После того как Ежова потеряла ребёнка, жизнь утратила смысл. Жанна устала бороться. Ванна и снотворное, вот билет в один конец. Больше не будет боли и пустоты, затягивающей, холодной пустоты в её душе, убивающей её каждый день стоит лишь остаться в одиночестве. Было страшно а затем всё же тепло и спокойно.

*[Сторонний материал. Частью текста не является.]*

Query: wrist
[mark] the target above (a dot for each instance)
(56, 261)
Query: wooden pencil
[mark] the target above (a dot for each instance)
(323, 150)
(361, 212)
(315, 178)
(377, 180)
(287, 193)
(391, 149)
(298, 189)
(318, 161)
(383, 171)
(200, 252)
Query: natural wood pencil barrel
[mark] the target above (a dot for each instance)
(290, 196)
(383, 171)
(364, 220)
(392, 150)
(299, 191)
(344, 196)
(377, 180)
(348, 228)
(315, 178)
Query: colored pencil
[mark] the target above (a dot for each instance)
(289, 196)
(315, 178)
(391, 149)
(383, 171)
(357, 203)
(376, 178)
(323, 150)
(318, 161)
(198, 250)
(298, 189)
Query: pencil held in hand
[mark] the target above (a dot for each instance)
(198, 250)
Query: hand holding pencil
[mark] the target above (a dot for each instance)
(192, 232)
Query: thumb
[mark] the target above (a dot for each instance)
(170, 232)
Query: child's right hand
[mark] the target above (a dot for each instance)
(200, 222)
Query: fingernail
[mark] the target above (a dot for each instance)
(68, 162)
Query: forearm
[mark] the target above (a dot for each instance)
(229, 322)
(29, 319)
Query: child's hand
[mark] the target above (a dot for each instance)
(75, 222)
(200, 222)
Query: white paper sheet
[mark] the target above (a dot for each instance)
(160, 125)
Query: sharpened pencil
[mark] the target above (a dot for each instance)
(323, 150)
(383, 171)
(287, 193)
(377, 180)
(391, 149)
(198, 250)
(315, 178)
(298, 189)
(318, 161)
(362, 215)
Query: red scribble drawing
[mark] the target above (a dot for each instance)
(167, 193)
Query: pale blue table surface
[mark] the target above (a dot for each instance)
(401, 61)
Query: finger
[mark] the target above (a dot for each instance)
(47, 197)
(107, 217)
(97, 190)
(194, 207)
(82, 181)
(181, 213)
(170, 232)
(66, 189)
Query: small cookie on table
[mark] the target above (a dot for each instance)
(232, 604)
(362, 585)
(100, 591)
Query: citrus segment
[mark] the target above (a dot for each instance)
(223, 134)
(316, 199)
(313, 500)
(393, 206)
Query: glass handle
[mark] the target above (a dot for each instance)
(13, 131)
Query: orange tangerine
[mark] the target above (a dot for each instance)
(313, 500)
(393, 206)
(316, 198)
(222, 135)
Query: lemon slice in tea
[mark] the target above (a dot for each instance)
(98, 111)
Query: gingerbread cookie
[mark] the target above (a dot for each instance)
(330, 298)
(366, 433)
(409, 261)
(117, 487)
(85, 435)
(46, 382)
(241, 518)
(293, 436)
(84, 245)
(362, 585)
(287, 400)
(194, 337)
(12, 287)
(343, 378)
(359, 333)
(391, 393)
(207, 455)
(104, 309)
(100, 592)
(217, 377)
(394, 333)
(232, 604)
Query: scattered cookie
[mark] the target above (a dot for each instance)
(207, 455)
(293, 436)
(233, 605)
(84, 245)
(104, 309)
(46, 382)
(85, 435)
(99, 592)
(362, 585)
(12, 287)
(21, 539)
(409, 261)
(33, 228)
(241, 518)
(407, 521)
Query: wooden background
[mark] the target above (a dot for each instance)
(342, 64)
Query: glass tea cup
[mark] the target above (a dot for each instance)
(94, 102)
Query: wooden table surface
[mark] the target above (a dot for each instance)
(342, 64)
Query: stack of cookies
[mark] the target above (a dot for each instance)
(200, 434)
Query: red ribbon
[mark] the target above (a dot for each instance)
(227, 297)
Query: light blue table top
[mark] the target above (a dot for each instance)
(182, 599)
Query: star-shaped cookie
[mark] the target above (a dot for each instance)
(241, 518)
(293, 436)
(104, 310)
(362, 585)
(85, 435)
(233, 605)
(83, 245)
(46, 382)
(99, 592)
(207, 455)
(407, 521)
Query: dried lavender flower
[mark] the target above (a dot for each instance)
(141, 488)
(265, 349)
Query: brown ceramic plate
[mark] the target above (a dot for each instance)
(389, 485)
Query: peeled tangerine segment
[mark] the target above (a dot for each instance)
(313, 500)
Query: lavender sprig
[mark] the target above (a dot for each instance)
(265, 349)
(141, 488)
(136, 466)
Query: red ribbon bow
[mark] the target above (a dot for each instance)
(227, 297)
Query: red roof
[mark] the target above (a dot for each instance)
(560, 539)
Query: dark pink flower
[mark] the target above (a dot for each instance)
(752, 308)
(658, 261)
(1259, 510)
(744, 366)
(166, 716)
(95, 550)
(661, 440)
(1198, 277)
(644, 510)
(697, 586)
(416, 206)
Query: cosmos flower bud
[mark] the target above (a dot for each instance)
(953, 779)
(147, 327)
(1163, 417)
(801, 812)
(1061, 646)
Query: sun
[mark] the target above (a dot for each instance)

Неизвестно, что тогда заставило проснуться. Словно кто-то наверху не разрешил переступить черту. Ежова проснулась, как от толчка, выплюнула на пол воду и выблевала полупереваренные таблетки. Кто-то стучал в дверь. Тогда то она услышала в своей голове звук. Интересный и необычный звук. Мелодию.
Ежова проснулась с тяжким полувсхлипом, полувздохорм.Кто-то настойчиво стучал к ней в дверь. Стук был реальным. Он вывел её из сна. Жанна поднялась с постели, стёрла с лица слёзы, пригладила волосы и вышла к двери. Оказалось, посыльный принёс платье. Напомнив что сегодня и завтра чертовски тяжёлый день. День светской, отвратительной для неё жизни.
В полдень Жанна была готова. Небесно голубое платье облегало лиф и струилось до пола, точно призрачная лазурь. С макияжем её кожа казалась не такой бледной, тон скрыл шрамы, а серая дымка теней подчёркивала ореховые глаза. С короткими волосами ничего поделать было нельзя. Но даже так себе в зеркале Ежова казалась другой. Загадочной с определённым шармом, изящной, утончённой незнакомкой.
Машина забрала её у дома. Жанна утонула в мягком кожаном кресле. Для неё это было так непривычно, даже чуток неловко. До вечера движение в городе перекрыли. И единственный путь пролегал к дому Правителя, к зеркальному дворцу и Колизею. Где театральные постановки, совместят в себе настоящую программу с участием и боями заключённых. И в который раз с милости Великого Избавителя, победителю будет дарована жизнь.
Но она то знала истину, после того как сны вернули воспоминания. Таких заключённых они не раз ловили, многих убивали, но всё же большую часть доставляли в камеры. Где доктора в белых халатах и учёные парамедики проводили всёвозможные эксперименты над их сознанием. Как гласил лозунг на табличке мэрии: всё для процветания и безопасного проживания в городе. Все для благоденствия и спокойствия. Как же.
К центру города проехали, то и дело, включая гудок, хоть в этом и не было существенной необходимости, чтобы посторонить многочисленные автомобили. Их чёрная правительственная машина с гербами на стоящих на капоте флажках отпугнула бы кого угодно. Одна из высших инстанций, так сказать. Проехали навесной мост, огромный, искрящийся точно хрусталь, будто бы и ненастоящий, это была одна из новейших технологий подаренная Великим Спасителем.